Nathan climbs up on Max’s shoulder and places his hand on Max’s head. In an instant the soles of his feet are skyward. A one-armed handstand is impressive, but especially so when it’s being performed on top of someone’s head eighteen feet above the ground. And the water keeps flowing from my eyes, and then I begin to tremble and shake. Nathan pushes himself off, flips around, and into Max’s grasp for another series of somersaulting tricks. My body is vibrating, I am sobbing and trying to catch my breath. Something is coming out of me or passing through me or waking up. Wrenna tightens her grip on me. I am filled with sorrow and sadness. Deep, forgotten grief. Not neglected, merely left alone. Nathan and Max finish their act, descend and drift off from the stage with other performers who have come to escort them away. They vanish, the music stops and the show is over. My sobbing has subsided and I am smiling again. Wrenna looks at me. I am not sure how she might feel with me getting lost in my grief for those moments. She smiles and holds me tight.

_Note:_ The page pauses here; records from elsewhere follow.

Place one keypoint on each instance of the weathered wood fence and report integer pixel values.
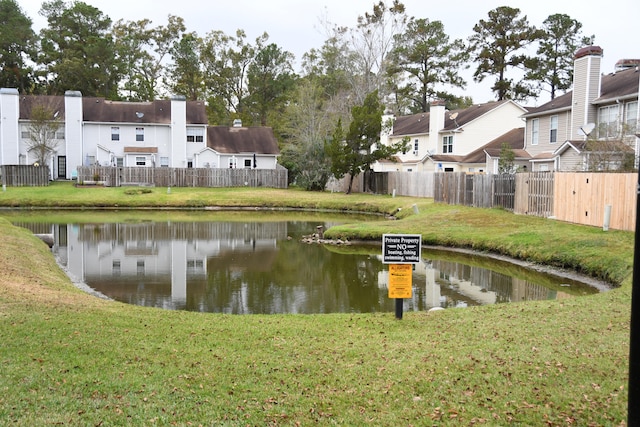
(526, 193)
(578, 197)
(24, 175)
(182, 177)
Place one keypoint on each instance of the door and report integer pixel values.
(62, 167)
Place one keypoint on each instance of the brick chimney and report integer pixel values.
(586, 88)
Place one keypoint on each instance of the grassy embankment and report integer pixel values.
(68, 358)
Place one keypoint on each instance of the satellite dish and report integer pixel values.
(587, 129)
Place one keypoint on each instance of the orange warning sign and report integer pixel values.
(400, 280)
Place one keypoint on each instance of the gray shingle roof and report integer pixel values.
(416, 124)
(234, 140)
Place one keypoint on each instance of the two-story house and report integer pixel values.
(440, 140)
(592, 127)
(160, 133)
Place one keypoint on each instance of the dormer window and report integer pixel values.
(553, 129)
(195, 135)
(535, 131)
(631, 118)
(608, 121)
(447, 144)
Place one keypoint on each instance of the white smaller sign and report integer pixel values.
(401, 248)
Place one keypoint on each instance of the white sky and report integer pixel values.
(295, 26)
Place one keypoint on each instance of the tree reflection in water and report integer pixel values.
(263, 267)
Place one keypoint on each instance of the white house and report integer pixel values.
(440, 139)
(95, 131)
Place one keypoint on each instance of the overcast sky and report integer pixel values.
(296, 26)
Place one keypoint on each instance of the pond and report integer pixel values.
(257, 262)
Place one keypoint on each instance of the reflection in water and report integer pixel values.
(263, 267)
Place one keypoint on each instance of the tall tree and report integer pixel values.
(354, 150)
(424, 60)
(498, 44)
(142, 51)
(309, 124)
(270, 78)
(365, 48)
(225, 61)
(42, 128)
(17, 43)
(553, 65)
(77, 50)
(185, 73)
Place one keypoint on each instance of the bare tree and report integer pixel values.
(45, 123)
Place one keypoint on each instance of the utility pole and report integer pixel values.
(633, 404)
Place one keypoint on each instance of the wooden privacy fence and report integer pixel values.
(577, 197)
(417, 184)
(183, 177)
(583, 198)
(24, 175)
(477, 190)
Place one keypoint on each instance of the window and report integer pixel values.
(535, 131)
(447, 144)
(195, 135)
(553, 129)
(607, 121)
(140, 267)
(631, 118)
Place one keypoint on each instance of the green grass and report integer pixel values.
(71, 359)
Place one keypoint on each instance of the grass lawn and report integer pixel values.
(71, 359)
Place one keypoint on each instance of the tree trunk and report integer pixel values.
(350, 183)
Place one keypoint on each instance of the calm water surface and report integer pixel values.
(258, 263)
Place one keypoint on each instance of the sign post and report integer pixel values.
(401, 251)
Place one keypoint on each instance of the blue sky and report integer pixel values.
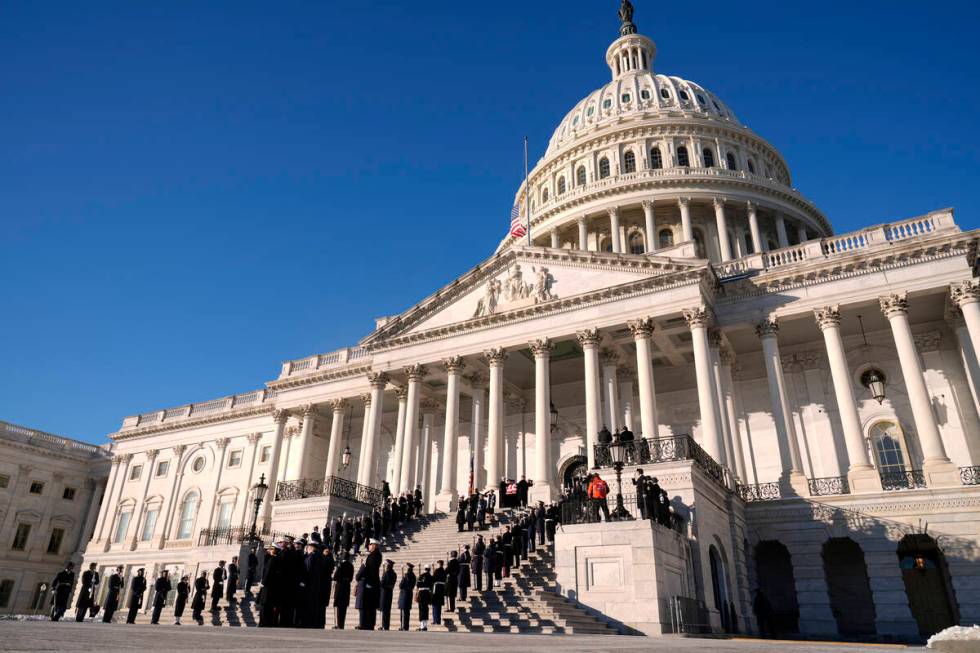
(191, 192)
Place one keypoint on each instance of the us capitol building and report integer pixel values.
(809, 399)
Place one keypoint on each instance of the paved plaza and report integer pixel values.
(47, 636)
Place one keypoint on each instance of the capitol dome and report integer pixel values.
(655, 164)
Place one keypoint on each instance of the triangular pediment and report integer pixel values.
(521, 278)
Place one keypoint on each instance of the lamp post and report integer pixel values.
(617, 451)
(258, 495)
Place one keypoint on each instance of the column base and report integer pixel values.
(445, 502)
(541, 492)
(941, 474)
(864, 480)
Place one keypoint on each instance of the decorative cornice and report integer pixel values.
(589, 337)
(894, 304)
(827, 316)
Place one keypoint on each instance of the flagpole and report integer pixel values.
(527, 195)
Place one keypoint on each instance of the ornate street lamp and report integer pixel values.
(258, 495)
(874, 380)
(617, 452)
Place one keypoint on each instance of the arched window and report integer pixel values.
(629, 162)
(682, 159)
(656, 159)
(603, 168)
(636, 243)
(188, 512)
(709, 158)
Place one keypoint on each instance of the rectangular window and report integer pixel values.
(224, 515)
(6, 591)
(20, 538)
(122, 526)
(149, 525)
(54, 544)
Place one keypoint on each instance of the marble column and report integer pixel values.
(758, 245)
(610, 386)
(860, 474)
(367, 465)
(650, 224)
(687, 231)
(396, 455)
(721, 224)
(698, 320)
(642, 330)
(543, 489)
(793, 478)
(495, 419)
(617, 240)
(338, 410)
(448, 492)
(936, 466)
(590, 339)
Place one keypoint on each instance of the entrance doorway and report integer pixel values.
(926, 579)
(847, 583)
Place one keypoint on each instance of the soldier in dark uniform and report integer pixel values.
(406, 590)
(201, 586)
(326, 576)
(86, 593)
(136, 590)
(112, 598)
(388, 580)
(61, 585)
(183, 591)
(233, 573)
(463, 578)
(478, 550)
(161, 588)
(424, 597)
(342, 579)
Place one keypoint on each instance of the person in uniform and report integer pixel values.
(217, 587)
(86, 593)
(183, 591)
(233, 573)
(388, 580)
(161, 588)
(61, 585)
(112, 598)
(423, 597)
(136, 590)
(342, 579)
(201, 586)
(406, 590)
(465, 564)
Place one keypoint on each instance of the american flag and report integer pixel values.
(517, 228)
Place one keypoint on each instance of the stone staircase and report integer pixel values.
(526, 602)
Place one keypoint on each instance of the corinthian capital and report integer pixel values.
(589, 337)
(827, 316)
(496, 357)
(894, 304)
(965, 292)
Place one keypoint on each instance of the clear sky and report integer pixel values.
(193, 192)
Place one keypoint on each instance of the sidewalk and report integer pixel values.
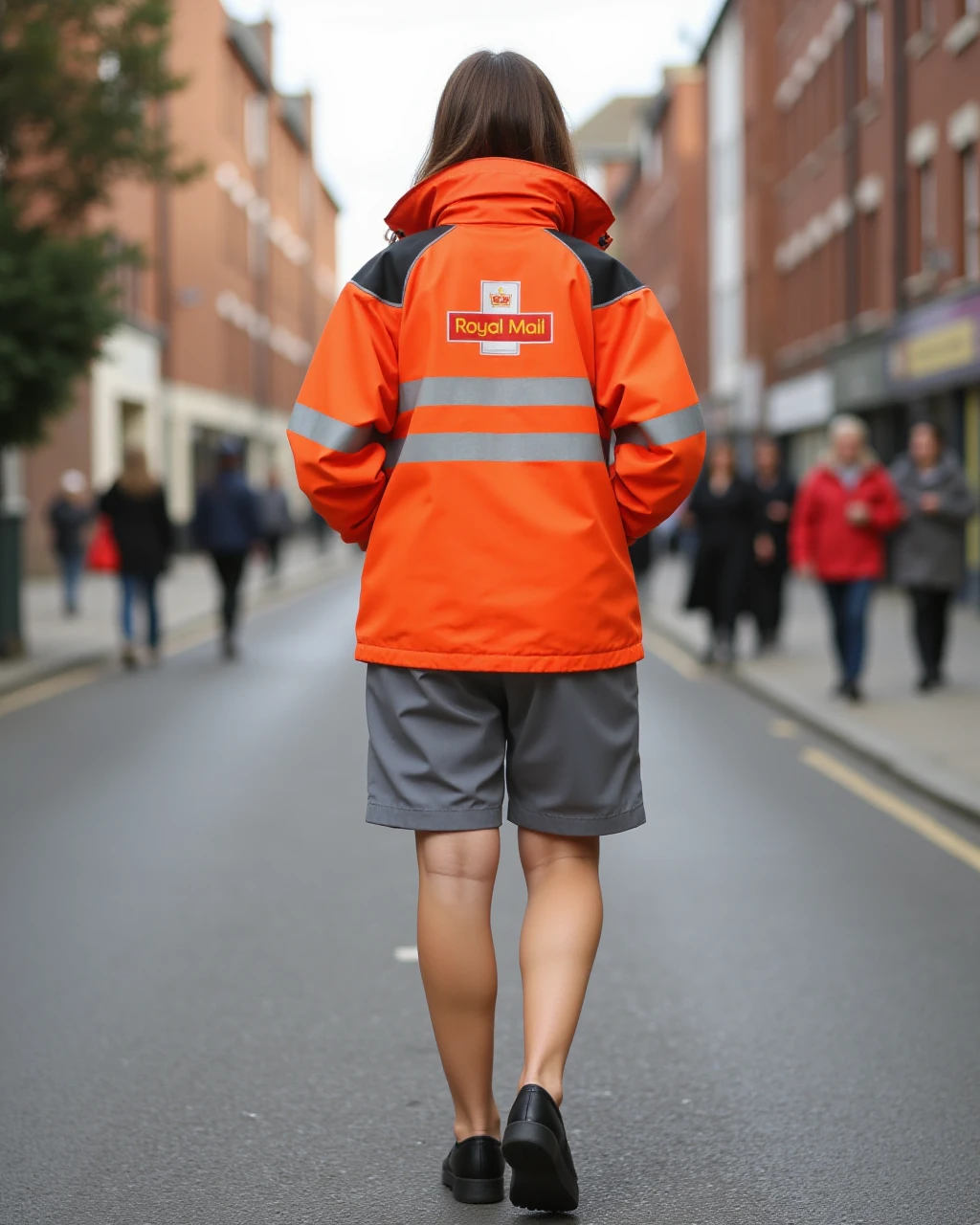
(188, 597)
(931, 742)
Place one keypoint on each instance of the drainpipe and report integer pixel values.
(853, 173)
(901, 107)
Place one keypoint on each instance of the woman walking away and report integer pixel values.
(928, 551)
(722, 511)
(456, 423)
(69, 516)
(226, 524)
(772, 505)
(143, 529)
(845, 507)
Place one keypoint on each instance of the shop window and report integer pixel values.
(969, 167)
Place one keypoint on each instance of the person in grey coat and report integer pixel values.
(927, 556)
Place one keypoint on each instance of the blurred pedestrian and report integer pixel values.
(275, 520)
(69, 516)
(722, 511)
(845, 507)
(642, 556)
(227, 525)
(136, 510)
(773, 495)
(320, 530)
(499, 613)
(927, 558)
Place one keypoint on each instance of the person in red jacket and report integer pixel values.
(845, 508)
(495, 411)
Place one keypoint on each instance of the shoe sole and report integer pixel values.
(542, 1180)
(475, 1191)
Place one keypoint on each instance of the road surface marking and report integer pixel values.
(52, 687)
(668, 653)
(927, 827)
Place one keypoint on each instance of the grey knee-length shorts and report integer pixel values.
(442, 743)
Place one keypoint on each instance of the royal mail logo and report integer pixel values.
(500, 327)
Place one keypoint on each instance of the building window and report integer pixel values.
(867, 258)
(256, 129)
(927, 209)
(875, 47)
(652, 157)
(969, 165)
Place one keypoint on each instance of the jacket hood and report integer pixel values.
(503, 191)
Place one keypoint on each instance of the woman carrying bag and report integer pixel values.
(136, 511)
(456, 423)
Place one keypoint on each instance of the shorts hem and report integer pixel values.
(482, 661)
(435, 819)
(577, 827)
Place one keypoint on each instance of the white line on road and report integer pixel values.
(914, 818)
(52, 687)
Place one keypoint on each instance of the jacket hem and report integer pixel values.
(484, 661)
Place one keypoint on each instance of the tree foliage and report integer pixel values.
(83, 86)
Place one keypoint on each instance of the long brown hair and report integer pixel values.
(499, 104)
(136, 479)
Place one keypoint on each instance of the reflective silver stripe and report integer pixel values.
(327, 432)
(501, 392)
(495, 447)
(660, 432)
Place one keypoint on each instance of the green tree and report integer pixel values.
(83, 86)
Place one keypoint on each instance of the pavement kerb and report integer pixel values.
(931, 781)
(304, 581)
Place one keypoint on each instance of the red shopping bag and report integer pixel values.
(103, 551)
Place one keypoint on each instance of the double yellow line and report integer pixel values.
(887, 801)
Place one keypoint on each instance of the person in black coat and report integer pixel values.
(722, 511)
(773, 495)
(144, 533)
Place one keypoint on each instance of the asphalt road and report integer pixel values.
(202, 1019)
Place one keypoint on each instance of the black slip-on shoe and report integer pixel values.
(475, 1171)
(537, 1149)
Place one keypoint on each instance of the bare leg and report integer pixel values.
(458, 967)
(559, 940)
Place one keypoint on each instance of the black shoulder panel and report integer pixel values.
(385, 277)
(611, 279)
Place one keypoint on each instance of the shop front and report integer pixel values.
(925, 368)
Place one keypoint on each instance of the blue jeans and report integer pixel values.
(138, 587)
(71, 573)
(849, 605)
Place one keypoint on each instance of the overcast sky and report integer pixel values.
(377, 68)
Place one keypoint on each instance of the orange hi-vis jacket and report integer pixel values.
(459, 415)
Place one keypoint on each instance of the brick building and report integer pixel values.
(879, 222)
(742, 144)
(239, 279)
(661, 211)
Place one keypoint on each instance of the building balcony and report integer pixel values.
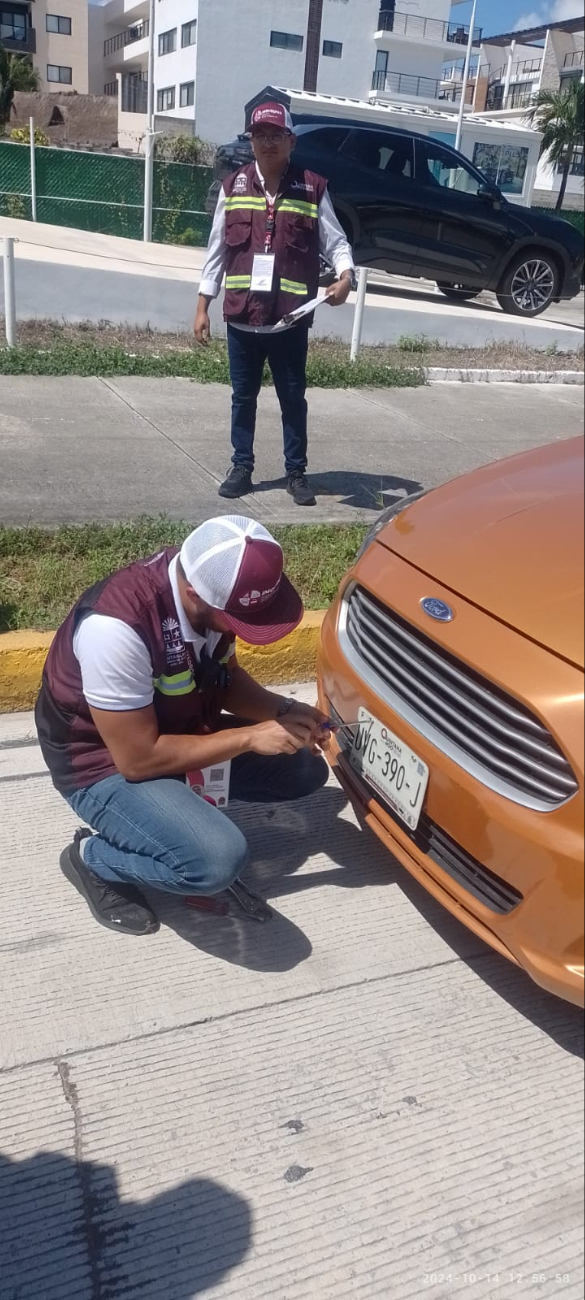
(453, 94)
(414, 27)
(573, 59)
(18, 40)
(120, 43)
(134, 92)
(404, 85)
(519, 96)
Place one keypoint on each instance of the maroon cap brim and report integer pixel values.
(274, 622)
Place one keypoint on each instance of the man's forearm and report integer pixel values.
(246, 698)
(174, 755)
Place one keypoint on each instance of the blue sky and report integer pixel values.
(497, 16)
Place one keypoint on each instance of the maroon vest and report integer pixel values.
(186, 692)
(295, 245)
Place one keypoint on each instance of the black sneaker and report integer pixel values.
(300, 489)
(238, 482)
(116, 906)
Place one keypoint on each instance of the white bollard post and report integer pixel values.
(148, 180)
(9, 291)
(33, 168)
(363, 274)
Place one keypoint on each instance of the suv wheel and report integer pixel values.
(456, 291)
(529, 285)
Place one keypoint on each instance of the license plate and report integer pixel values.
(390, 767)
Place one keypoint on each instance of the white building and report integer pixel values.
(213, 55)
(515, 68)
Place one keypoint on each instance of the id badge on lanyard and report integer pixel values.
(263, 265)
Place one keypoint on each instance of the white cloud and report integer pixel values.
(555, 11)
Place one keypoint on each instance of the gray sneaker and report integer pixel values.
(238, 482)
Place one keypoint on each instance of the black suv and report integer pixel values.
(412, 206)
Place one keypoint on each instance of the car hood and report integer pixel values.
(508, 538)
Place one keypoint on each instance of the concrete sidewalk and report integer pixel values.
(91, 449)
(77, 276)
(358, 1100)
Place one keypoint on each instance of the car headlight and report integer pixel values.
(385, 519)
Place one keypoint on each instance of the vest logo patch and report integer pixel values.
(173, 640)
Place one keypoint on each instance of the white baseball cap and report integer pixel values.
(235, 566)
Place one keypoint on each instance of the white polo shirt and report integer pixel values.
(115, 663)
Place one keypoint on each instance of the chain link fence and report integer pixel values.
(103, 193)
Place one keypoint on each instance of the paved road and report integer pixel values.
(394, 308)
(76, 449)
(359, 1100)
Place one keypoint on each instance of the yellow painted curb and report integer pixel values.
(22, 655)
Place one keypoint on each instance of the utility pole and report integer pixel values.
(150, 130)
(313, 46)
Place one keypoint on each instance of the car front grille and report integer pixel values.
(485, 731)
(492, 891)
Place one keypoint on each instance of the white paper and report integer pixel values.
(293, 317)
(212, 783)
(263, 273)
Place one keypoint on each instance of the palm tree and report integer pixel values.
(16, 73)
(559, 115)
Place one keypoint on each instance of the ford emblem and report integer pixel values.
(437, 610)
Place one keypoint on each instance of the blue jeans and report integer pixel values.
(163, 836)
(286, 355)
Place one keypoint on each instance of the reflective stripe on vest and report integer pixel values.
(293, 286)
(238, 281)
(181, 684)
(247, 202)
(304, 209)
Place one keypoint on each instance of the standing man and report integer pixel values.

I wait a few minutes for Nathan and Max to return to tear down their equipment. I see Max first and give him a big hug. Then Nathan. I tell him he made me cry and we embrace. I can feel his powerful back and muscles, and then I just start crying. I’m holding him tight and he holds me. We are both crying in each other’s arms. I tell him I am so proud of him and so happy for him. I didn’t mention Susan, that I missed her, that I was sad she had to die, that she could not be here to see him fly, that he couldn’t look out into the crowd and see her beaming face, that the two of them couldn’t laugh and reminisce about the hard days, that he didn’t have his mom to call in a moment of need. I said none of that out loud, but it’s what my body was saying. I think Nathan felt all of that, and with his own tears he told me he missed her. And maybe he was allowing some of his own grief to resurface, and by inviting that deep loss to bubble up, it reminded him just how much she loved him. I told him I loved him and he responded in kind. And all the while, Wrenna stands nearby, watching me lost in an intimate moment with the son of my dead lover. And when I release Nathan, she is there to be with me. She glows and smiles, with her own wet eyes. Her actions allow me to recall my love for Susan without apology, to spill into grief and sorrow without shame.
I watch Nathan move with grace and purpose as he and Max wrap the equipment from the show. He smiles and jokes around with the riggers, a few other performers drift by to chat. One never knows when love will show up and rumble through the heart. Watching him perform and then during our embrace I stepped back into being the Roy who loved Susan, the man who walked with her as she moved toward her death. Briscoe stepped back into being Nathan, the boy whose mom died. And the love between the two of us brought Susan back into our lives for a few precious, sad and beautiful moments.